Lourdes In Bethesda - Miracles, Magic, And Two Old Virgin Marys Preach Righteousness To Suburbia

Adalina Perez and Paula Oleander were old ladies of worth - or at least that was what had been ordained from them early on in their lives.  Adalina, a Dominican, showed light and promise as a young child growing up in the Bronx, a girl of simple faith and devotion, a pert, curly-haired little girl who was often seen on 116th Street selling fresh empanadas made by her mother Luisa who worked for a wealthy Jewish family downtown but found enough time to to make her special, savory, delicious treats. 

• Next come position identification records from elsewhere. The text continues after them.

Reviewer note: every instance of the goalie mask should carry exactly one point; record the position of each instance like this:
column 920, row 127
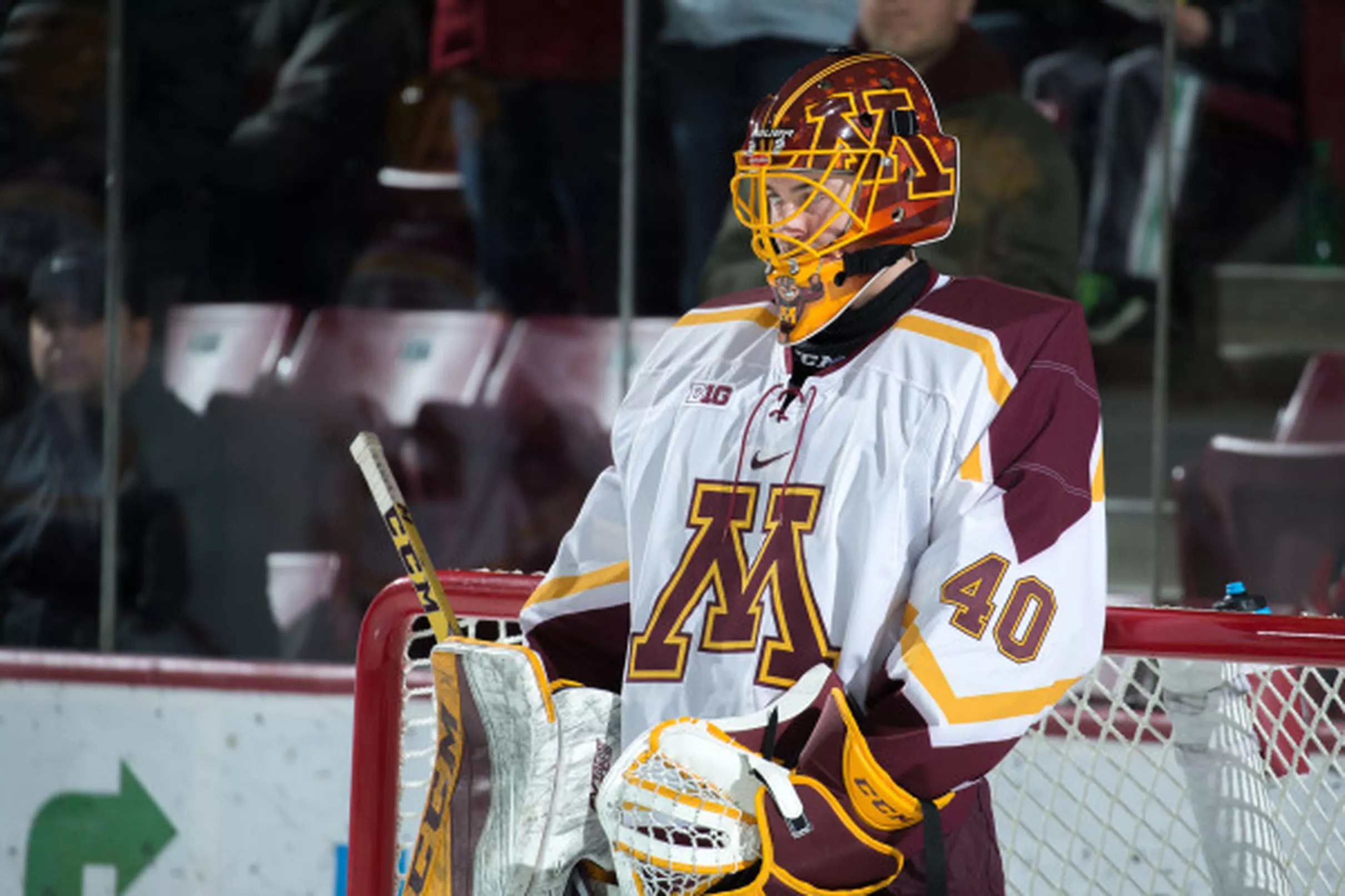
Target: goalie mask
column 844, row 168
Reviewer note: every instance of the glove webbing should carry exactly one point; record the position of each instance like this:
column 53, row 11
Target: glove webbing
column 936, row 860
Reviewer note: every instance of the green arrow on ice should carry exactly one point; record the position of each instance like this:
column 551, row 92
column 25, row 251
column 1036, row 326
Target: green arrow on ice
column 72, row 830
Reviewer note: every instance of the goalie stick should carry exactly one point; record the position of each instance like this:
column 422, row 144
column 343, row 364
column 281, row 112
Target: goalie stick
column 367, row 452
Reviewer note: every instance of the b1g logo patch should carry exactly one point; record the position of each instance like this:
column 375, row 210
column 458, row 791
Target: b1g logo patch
column 712, row 394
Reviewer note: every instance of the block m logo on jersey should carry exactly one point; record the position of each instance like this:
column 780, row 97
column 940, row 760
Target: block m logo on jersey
column 715, row 570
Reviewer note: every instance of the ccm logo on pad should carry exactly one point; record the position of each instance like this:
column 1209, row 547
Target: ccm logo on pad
column 712, row 394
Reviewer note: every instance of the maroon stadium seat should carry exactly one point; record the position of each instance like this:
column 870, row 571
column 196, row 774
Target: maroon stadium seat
column 305, row 492
column 216, row 349
column 1269, row 513
column 312, row 613
column 1316, row 413
column 398, row 361
column 569, row 363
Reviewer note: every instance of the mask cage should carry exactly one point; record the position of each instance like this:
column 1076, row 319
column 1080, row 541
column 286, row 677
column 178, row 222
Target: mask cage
column 857, row 199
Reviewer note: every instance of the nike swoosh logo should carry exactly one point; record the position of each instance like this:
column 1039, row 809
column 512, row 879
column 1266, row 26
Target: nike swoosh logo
column 758, row 463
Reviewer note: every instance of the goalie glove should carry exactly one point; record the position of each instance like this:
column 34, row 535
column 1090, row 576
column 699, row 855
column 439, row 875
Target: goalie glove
column 689, row 807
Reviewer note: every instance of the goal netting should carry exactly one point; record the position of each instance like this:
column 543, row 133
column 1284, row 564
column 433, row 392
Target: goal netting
column 1204, row 755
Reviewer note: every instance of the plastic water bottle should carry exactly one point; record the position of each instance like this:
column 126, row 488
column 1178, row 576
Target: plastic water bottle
column 1239, row 601
column 1321, row 214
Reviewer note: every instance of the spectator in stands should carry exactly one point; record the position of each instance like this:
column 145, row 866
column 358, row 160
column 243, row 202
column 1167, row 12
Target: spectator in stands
column 296, row 186
column 170, row 481
column 36, row 218
column 539, row 136
column 1017, row 207
column 721, row 58
column 1251, row 45
column 424, row 254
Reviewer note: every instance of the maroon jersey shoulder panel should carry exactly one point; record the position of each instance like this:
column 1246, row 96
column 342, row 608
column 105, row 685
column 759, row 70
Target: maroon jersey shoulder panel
column 1020, row 319
column 1042, row 439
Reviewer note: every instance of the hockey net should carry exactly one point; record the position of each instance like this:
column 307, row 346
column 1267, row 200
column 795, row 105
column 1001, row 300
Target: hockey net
column 1205, row 754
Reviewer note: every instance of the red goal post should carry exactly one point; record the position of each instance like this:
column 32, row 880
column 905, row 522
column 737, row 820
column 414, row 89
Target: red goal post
column 1106, row 794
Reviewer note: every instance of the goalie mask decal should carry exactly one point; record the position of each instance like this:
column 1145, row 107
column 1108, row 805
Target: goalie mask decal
column 845, row 158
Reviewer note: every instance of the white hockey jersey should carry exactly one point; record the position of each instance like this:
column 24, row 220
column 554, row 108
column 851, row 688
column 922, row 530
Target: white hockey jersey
column 927, row 518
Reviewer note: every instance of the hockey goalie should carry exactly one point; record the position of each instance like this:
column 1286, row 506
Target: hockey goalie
column 850, row 548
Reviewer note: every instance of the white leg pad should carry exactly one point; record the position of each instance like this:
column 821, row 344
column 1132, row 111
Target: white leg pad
column 548, row 755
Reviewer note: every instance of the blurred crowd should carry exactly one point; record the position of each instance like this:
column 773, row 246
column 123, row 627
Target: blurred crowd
column 415, row 156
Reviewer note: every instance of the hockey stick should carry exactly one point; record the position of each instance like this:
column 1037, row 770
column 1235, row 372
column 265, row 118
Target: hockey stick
column 367, row 452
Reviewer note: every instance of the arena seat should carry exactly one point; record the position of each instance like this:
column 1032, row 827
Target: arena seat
column 398, row 361
column 210, row 349
column 1269, row 513
column 569, row 363
column 1316, row 413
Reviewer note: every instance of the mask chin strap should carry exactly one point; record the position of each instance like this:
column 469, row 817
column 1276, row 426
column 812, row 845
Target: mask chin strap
column 869, row 261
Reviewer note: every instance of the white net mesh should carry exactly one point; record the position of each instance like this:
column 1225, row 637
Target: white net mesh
column 1113, row 793
column 680, row 830
column 1130, row 786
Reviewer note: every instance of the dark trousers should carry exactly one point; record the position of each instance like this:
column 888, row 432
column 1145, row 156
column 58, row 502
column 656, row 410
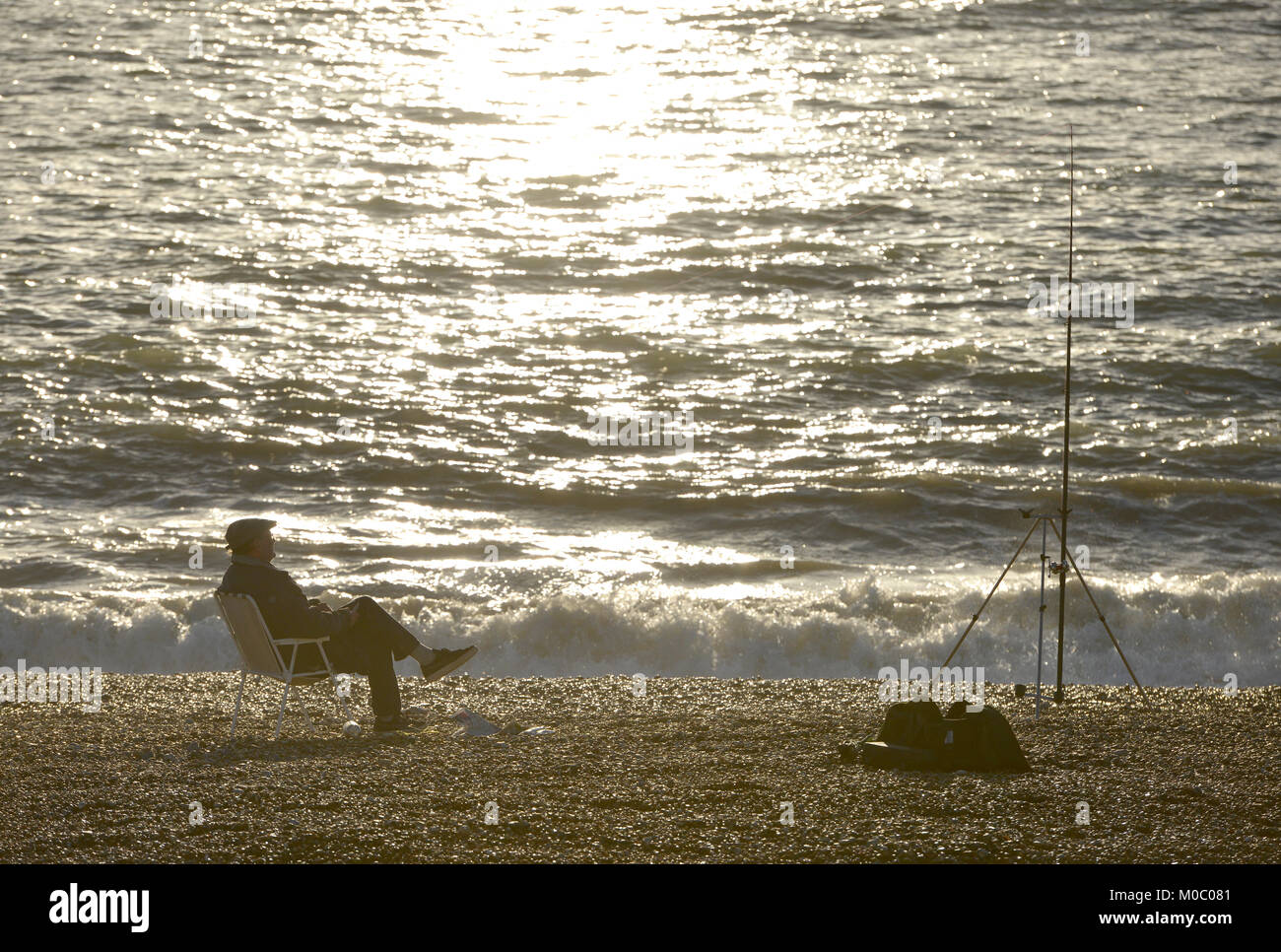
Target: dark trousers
column 368, row 647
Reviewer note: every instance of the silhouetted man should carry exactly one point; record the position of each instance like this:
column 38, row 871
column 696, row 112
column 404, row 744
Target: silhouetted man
column 363, row 639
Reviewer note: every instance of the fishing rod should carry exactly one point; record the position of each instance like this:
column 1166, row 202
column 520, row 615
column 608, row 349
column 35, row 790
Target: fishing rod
column 1043, row 519
column 1067, row 409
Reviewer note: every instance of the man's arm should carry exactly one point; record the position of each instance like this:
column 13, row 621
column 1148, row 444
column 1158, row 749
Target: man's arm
column 305, row 620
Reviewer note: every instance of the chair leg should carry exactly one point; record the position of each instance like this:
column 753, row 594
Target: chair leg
column 306, row 716
column 280, row 717
column 238, row 696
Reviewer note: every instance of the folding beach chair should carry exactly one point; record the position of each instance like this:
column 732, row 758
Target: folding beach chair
column 260, row 653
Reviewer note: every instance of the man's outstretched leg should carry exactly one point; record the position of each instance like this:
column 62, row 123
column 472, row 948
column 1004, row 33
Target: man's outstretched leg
column 378, row 640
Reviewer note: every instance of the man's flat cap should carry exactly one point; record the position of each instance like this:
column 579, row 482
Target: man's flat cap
column 244, row 530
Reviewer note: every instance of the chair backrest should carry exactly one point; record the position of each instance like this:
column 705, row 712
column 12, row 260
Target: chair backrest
column 244, row 622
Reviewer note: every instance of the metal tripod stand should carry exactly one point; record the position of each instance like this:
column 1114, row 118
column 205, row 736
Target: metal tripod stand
column 1054, row 569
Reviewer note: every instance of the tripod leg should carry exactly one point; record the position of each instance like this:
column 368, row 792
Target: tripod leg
column 1106, row 628
column 1041, row 631
column 975, row 619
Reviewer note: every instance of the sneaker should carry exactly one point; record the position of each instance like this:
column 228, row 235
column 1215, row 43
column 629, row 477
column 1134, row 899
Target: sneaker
column 444, row 660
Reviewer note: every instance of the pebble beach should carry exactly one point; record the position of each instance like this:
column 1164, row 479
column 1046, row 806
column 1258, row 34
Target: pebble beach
column 695, row 771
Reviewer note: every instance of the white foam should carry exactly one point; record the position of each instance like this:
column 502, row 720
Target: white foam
column 1183, row 631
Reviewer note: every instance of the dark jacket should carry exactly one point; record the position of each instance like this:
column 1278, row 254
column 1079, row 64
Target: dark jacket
column 283, row 605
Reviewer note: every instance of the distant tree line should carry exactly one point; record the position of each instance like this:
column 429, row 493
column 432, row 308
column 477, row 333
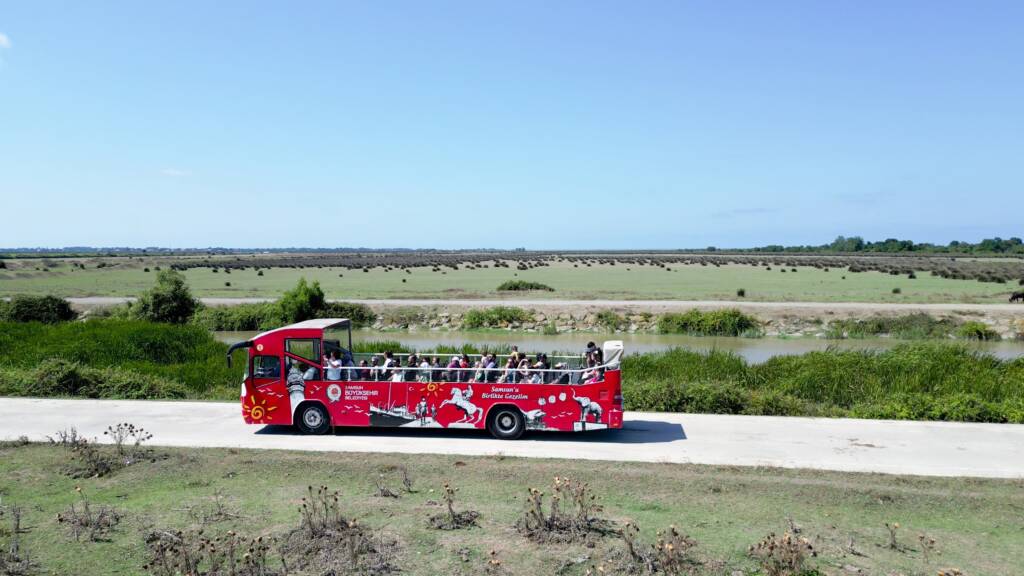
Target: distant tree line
column 890, row 245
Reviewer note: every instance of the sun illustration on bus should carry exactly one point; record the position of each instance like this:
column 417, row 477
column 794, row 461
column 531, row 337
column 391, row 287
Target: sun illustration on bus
column 257, row 412
column 431, row 388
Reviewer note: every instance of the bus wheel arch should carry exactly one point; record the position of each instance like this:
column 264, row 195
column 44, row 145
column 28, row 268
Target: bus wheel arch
column 506, row 421
column 311, row 417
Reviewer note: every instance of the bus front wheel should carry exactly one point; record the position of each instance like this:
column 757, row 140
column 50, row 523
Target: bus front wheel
column 312, row 419
column 507, row 422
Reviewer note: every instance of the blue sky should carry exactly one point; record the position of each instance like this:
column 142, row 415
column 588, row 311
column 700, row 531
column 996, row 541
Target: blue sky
column 540, row 124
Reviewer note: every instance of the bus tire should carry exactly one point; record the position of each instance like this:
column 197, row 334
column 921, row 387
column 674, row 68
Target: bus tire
column 507, row 422
column 311, row 418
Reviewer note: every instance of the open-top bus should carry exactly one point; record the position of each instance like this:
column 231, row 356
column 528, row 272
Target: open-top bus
column 292, row 378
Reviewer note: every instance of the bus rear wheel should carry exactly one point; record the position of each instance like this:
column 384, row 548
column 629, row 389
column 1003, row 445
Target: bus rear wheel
column 507, row 423
column 312, row 419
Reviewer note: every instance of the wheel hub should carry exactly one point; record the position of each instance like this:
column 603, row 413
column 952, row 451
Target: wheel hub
column 312, row 418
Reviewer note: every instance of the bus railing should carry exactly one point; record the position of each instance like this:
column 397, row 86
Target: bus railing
column 570, row 372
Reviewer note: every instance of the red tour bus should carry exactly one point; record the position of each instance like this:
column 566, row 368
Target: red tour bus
column 304, row 375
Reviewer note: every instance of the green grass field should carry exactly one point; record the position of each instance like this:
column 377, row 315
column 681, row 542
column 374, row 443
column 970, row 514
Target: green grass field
column 977, row 525
column 123, row 278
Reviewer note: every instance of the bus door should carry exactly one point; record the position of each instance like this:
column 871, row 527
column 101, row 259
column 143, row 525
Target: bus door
column 266, row 395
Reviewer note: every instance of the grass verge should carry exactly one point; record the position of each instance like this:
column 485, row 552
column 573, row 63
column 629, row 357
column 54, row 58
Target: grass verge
column 975, row 524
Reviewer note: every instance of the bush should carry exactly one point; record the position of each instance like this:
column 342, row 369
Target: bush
column 910, row 326
column 170, row 300
column 497, row 317
column 301, row 302
column 520, row 285
column 975, row 330
column 609, row 320
column 726, row 322
column 49, row 310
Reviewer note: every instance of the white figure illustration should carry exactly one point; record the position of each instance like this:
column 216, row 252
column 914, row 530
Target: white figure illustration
column 587, row 407
column 461, row 401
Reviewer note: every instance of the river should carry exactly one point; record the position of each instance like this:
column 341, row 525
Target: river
column 753, row 350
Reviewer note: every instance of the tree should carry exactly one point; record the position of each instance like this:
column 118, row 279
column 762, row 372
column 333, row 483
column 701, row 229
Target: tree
column 302, row 302
column 170, row 300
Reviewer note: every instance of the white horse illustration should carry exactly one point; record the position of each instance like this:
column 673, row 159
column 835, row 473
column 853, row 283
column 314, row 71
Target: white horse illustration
column 587, row 406
column 461, row 401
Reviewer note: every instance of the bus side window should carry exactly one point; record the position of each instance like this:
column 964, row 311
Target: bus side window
column 266, row 367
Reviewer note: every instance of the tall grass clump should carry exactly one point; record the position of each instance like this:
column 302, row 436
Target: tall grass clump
column 522, row 285
column 909, row 326
column 497, row 317
column 725, row 322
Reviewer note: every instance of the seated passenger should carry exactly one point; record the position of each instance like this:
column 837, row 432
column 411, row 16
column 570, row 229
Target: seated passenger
column 412, row 375
column 540, row 375
column 453, row 370
column 388, row 369
column 333, row 366
column 465, row 373
column 591, row 374
column 424, row 375
column 509, row 374
column 435, row 369
column 522, row 370
column 489, row 367
column 563, row 376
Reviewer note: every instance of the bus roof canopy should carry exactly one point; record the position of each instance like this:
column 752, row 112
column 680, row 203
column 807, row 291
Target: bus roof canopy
column 314, row 324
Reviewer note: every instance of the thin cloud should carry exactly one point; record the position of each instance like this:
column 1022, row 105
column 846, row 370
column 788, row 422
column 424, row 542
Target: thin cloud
column 174, row 172
column 743, row 212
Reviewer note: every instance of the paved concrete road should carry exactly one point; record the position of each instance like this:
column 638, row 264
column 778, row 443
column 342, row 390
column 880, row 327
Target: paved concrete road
column 878, row 446
column 639, row 304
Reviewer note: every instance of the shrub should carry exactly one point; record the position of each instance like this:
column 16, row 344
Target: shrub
column 521, row 285
column 910, row 326
column 301, row 302
column 726, row 322
column 609, row 320
column 49, row 310
column 360, row 315
column 497, row 317
column 975, row 330
column 170, row 300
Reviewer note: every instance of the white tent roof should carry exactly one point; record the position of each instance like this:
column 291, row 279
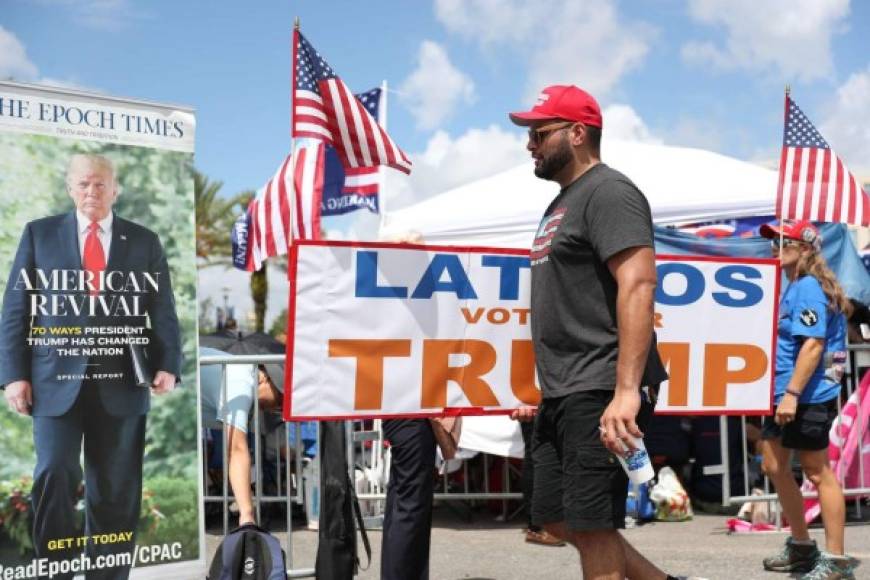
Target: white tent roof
column 682, row 185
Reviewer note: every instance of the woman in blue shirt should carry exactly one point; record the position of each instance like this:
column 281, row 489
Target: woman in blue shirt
column 810, row 358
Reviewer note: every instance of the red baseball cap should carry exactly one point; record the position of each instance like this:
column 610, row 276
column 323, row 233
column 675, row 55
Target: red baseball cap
column 802, row 231
column 562, row 102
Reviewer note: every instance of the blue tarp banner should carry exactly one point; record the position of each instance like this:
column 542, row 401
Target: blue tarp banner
column 837, row 247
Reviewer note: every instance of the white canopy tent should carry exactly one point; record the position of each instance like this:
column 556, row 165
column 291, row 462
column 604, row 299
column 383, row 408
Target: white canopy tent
column 682, row 184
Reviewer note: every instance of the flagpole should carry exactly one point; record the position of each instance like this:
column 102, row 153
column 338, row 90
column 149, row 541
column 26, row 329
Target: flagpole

Adalina did well at school but never near the top of her class.  She was rewarded more for punctuality and attendance than any academic promise, but unlike many of her classmates who dropped out early, she graduated and somehow - some said it was thanks to her sexual precocity and friendship with Alonzo Rodriguez,  Alderman from the Bronx who took a shine to the young girl and secured her a place at City College. 

It was there that the young Adalina became aware of her heritage. The times were long before the identity/diversity movement of today, and rather than being included for her difference, was marginalized because of it. She was indeed far less bright and talented as the majority Jewish students, many of whom were later to become well known jurists and Hollywood producers, but she had enough piss and vinegar to resent, revolt, and object.  She became known as 'that wiry-haired cunt from uptown' who was never given the time of day, and who spent a dreary four years making her way but little more. 

She became a school teacher in a white East Side school - she had tamed her hair, lightened her skin, and lifted all Bronx Latino-isms from her speech. She was a good, if ordinary teacher, and without much fanfare collected her paycheck, prepared her lessons, and returned home to the Bronx at night. 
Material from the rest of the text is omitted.